In der Diskussion über Dschihadisten, die aus Deutschland in den Nahen Osten reisen, um dort für den IS zu kämpfen, wird immer wieder das Ausreiseverbot ins Gespräch gebracht. Mittels eines „Ersatz-Personalausweises“, der nicht zur Ausreise aus Deutschland berechtigt, möchten Politik und Behörden den Nachschub an fanatischen Kämpfern austrocknen. Aber die Ausgabe von solchen Ersatz-Ausweisen stellt eine extreme Diskriminierung dar, eine Form der Freiheitsberaubung auf Verdacht (oder auf Vorrat!).
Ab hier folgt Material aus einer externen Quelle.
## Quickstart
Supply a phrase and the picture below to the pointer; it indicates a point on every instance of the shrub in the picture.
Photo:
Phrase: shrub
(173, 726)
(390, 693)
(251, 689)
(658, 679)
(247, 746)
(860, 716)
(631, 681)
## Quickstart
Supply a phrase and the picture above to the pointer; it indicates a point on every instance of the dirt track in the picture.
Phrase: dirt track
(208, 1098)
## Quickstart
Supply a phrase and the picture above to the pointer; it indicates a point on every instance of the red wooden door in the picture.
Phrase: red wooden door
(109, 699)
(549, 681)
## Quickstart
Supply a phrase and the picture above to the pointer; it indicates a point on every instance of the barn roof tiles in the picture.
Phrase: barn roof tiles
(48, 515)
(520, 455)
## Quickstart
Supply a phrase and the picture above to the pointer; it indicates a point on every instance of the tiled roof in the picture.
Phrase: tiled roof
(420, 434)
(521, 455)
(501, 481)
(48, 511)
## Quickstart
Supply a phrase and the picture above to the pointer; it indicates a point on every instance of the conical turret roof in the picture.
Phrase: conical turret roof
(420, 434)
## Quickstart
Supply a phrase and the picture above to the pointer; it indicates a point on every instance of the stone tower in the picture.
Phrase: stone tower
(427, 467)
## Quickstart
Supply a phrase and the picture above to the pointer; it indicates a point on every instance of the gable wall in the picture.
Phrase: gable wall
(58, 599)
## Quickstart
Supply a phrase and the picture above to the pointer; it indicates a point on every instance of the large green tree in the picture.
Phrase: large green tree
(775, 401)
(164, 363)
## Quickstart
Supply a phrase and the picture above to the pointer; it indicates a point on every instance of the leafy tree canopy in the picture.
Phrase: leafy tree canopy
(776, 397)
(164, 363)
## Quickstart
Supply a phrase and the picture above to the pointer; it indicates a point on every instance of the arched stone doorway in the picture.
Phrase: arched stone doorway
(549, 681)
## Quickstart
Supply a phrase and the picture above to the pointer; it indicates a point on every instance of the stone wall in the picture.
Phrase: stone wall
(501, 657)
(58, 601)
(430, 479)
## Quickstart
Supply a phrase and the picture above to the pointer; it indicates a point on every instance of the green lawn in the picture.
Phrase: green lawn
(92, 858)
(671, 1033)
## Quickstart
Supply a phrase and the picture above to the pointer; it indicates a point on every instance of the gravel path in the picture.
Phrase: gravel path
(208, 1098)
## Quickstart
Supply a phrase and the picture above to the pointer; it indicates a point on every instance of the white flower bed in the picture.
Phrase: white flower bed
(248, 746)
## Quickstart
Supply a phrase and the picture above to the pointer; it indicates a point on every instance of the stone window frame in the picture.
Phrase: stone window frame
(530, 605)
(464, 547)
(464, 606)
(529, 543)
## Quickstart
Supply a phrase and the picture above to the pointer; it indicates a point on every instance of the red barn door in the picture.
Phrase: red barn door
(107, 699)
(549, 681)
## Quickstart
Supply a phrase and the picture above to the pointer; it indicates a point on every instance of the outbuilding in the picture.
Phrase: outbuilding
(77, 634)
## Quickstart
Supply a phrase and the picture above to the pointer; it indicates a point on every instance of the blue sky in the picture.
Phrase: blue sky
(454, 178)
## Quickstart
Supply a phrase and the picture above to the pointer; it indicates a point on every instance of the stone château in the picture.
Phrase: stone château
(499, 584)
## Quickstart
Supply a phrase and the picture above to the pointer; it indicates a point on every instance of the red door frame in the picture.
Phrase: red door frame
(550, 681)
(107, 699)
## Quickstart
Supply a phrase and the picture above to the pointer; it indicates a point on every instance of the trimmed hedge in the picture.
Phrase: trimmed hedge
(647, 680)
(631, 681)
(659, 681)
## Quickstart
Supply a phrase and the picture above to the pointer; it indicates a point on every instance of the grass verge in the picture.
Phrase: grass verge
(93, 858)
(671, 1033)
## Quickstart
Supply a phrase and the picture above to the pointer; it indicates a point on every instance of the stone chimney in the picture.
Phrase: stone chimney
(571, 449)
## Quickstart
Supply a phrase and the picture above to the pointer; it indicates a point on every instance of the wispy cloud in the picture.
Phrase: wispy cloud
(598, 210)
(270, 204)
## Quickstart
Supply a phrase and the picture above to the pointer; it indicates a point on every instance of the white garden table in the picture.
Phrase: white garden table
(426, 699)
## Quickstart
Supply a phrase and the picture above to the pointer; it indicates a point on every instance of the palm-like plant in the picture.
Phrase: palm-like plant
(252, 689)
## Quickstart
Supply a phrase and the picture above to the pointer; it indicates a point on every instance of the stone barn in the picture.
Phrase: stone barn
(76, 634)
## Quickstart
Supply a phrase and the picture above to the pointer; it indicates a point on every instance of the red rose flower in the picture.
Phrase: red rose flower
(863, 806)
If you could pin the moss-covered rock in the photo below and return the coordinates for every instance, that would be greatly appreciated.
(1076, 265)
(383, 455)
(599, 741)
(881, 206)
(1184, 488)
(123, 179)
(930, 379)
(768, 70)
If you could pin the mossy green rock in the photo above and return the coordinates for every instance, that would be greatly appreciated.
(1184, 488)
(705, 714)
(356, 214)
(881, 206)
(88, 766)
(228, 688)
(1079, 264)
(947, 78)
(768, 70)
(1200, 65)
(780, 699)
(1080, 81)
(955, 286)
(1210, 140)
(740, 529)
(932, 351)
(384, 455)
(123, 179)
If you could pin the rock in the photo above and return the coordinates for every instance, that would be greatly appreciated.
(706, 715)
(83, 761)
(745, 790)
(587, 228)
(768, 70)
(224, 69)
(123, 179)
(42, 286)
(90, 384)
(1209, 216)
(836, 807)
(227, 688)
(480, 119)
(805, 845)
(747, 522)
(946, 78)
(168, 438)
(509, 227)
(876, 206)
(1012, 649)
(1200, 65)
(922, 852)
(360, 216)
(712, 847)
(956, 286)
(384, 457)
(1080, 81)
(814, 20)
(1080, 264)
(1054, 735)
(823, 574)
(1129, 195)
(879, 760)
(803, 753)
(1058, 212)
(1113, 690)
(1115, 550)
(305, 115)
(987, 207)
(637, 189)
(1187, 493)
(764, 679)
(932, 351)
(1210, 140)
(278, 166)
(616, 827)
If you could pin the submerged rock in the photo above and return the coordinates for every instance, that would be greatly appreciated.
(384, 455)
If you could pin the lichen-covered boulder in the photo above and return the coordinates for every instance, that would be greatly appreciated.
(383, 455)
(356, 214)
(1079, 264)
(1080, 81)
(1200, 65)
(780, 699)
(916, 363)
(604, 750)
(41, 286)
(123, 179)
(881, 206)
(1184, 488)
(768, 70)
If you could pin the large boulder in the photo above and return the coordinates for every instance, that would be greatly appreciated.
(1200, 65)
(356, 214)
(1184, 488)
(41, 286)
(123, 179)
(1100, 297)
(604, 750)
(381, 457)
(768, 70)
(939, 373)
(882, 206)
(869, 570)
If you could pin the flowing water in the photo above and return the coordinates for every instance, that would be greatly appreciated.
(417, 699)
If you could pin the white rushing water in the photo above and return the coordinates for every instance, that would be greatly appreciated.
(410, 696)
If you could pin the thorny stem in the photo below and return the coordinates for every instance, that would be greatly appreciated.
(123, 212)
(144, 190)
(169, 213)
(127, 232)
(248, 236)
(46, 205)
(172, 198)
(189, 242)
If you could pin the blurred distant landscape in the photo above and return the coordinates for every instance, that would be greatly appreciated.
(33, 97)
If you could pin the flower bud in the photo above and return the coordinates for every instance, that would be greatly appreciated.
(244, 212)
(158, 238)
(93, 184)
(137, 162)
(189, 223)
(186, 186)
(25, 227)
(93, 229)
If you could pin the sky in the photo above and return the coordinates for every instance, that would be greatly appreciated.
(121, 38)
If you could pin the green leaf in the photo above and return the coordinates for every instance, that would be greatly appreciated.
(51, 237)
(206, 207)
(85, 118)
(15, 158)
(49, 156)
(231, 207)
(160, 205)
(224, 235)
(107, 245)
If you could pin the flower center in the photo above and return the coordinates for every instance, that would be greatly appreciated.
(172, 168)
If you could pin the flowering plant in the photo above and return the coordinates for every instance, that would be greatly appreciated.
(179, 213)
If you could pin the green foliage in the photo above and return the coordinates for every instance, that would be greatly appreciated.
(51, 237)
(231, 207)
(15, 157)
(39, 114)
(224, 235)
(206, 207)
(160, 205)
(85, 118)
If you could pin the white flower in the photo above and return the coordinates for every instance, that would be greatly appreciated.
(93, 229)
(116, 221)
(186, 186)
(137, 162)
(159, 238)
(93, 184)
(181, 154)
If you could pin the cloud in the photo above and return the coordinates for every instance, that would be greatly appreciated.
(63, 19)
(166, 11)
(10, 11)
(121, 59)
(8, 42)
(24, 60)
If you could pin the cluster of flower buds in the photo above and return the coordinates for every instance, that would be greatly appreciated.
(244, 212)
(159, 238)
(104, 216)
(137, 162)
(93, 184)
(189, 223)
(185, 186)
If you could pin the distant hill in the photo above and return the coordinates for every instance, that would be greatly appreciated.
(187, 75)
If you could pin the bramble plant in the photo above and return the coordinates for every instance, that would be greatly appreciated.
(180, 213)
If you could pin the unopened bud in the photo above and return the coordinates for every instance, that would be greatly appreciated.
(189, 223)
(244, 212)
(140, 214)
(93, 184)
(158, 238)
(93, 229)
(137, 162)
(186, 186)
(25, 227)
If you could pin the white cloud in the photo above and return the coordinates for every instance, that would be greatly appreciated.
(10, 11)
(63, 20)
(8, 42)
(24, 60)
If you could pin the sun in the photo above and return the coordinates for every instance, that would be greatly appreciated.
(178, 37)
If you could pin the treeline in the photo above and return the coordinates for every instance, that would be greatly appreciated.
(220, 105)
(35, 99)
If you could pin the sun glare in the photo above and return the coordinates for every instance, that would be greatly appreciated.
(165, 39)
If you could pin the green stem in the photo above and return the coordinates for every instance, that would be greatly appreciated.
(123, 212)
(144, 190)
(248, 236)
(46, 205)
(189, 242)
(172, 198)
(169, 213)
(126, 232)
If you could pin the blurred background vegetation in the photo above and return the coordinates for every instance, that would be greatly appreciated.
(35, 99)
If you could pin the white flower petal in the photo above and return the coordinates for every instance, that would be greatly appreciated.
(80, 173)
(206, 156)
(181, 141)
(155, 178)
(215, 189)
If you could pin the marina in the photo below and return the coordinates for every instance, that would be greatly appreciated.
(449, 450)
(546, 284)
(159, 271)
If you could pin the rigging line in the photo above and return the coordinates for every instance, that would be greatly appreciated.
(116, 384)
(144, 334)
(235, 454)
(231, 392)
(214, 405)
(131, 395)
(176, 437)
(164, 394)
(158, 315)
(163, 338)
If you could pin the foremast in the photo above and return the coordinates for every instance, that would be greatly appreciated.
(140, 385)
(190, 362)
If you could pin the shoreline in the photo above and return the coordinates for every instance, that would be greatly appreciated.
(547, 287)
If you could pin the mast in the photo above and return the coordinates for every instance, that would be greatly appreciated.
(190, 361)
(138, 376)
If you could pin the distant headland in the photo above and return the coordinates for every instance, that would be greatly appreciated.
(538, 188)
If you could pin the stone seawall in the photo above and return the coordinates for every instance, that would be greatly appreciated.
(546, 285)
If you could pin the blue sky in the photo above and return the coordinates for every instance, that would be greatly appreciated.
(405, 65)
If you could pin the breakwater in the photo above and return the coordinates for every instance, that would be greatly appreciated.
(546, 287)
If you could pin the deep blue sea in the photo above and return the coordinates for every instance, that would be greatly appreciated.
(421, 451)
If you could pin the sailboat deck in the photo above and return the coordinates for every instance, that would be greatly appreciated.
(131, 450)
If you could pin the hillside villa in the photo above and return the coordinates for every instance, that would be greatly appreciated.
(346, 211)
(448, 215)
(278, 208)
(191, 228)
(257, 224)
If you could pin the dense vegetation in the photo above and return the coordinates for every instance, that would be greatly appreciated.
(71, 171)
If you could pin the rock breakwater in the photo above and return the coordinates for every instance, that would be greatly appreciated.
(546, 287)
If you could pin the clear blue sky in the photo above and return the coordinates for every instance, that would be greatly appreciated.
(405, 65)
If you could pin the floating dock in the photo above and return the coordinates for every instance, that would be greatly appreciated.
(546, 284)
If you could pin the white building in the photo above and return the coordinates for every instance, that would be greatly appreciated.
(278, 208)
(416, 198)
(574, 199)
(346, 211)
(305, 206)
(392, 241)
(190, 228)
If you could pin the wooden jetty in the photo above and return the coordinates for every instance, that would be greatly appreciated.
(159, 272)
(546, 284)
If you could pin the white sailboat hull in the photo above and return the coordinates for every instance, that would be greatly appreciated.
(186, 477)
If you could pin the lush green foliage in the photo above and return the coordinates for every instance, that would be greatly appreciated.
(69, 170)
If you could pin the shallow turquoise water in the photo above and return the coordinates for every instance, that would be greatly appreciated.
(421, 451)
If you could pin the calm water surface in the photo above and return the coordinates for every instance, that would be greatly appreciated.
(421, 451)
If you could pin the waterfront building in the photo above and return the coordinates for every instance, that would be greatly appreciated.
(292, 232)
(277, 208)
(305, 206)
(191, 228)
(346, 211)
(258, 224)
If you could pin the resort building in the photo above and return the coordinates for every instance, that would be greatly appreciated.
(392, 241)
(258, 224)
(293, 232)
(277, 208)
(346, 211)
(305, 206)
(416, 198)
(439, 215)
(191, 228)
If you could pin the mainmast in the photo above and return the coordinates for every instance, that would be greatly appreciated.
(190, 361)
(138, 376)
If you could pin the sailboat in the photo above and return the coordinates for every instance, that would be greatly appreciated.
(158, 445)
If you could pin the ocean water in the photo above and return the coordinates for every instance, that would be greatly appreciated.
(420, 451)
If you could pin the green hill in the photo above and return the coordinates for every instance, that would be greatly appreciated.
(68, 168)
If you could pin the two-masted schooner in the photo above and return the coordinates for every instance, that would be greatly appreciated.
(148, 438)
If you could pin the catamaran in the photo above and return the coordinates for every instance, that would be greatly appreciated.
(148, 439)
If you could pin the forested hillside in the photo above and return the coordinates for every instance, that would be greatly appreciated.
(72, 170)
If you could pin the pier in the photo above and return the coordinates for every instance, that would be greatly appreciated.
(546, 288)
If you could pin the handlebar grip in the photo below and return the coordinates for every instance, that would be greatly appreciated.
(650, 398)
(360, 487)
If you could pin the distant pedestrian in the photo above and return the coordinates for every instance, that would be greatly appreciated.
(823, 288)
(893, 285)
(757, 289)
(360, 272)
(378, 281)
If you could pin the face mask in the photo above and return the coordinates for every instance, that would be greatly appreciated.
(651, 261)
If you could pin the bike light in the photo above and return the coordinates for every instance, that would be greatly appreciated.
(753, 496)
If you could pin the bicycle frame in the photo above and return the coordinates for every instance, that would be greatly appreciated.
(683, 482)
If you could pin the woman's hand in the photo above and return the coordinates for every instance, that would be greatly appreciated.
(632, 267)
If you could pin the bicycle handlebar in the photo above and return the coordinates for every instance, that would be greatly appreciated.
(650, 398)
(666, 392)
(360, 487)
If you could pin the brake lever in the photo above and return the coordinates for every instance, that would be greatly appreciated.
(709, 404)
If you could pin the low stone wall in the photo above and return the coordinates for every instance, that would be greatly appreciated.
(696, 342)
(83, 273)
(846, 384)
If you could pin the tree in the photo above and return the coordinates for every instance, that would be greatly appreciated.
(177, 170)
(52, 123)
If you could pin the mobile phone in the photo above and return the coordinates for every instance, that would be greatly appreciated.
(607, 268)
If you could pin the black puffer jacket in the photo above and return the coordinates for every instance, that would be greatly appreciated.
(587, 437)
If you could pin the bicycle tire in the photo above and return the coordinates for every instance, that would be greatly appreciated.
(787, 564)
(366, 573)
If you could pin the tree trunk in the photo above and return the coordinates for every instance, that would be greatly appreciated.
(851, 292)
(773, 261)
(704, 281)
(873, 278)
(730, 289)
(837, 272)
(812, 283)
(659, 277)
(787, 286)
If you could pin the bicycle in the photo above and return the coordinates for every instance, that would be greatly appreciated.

Diese Diskriminierung stützt sich allein auf die (wie gut auch immer begründete) Vermutung von Behörden, der betreffende Bürger könnte eventuell etwas Böses tun wollen. Hier schlägt also wieder die staatliche Gesinnungsaufsicht zu! Ausreisefreiheit – so formulierte es Michael Kloepfer in der FAZ – hat in Deutschland etwas von „Staatlicher Gunsterweisung“. Das passt zum allgemeinen Klima der Ängstlichkeit hierzulande, die durch eine breite Anwendung von Risikominimierung und Vorsorgeprinzip oder die Abwehr von abstrakten Gefährdungen niedergerungen werden soll. Allenthalben wabern flüchtige Verdächtigungen durch die deutsche Gesellschaft und den deutschen Staat. Verbrecherische Taten sollen nicht nur bestraft werden, nachdem sie begangen wurden. Vielmehr sollen auch Worte und Gedanken bereits zu staatlichen Sanktionen Anlass bieten! Eine neue Form von Verdächtigungskultur beginnt, eine breite Schneise gesellschaftlicher Verwüstung durchs Land zu pflügen.

  • Erstellt am .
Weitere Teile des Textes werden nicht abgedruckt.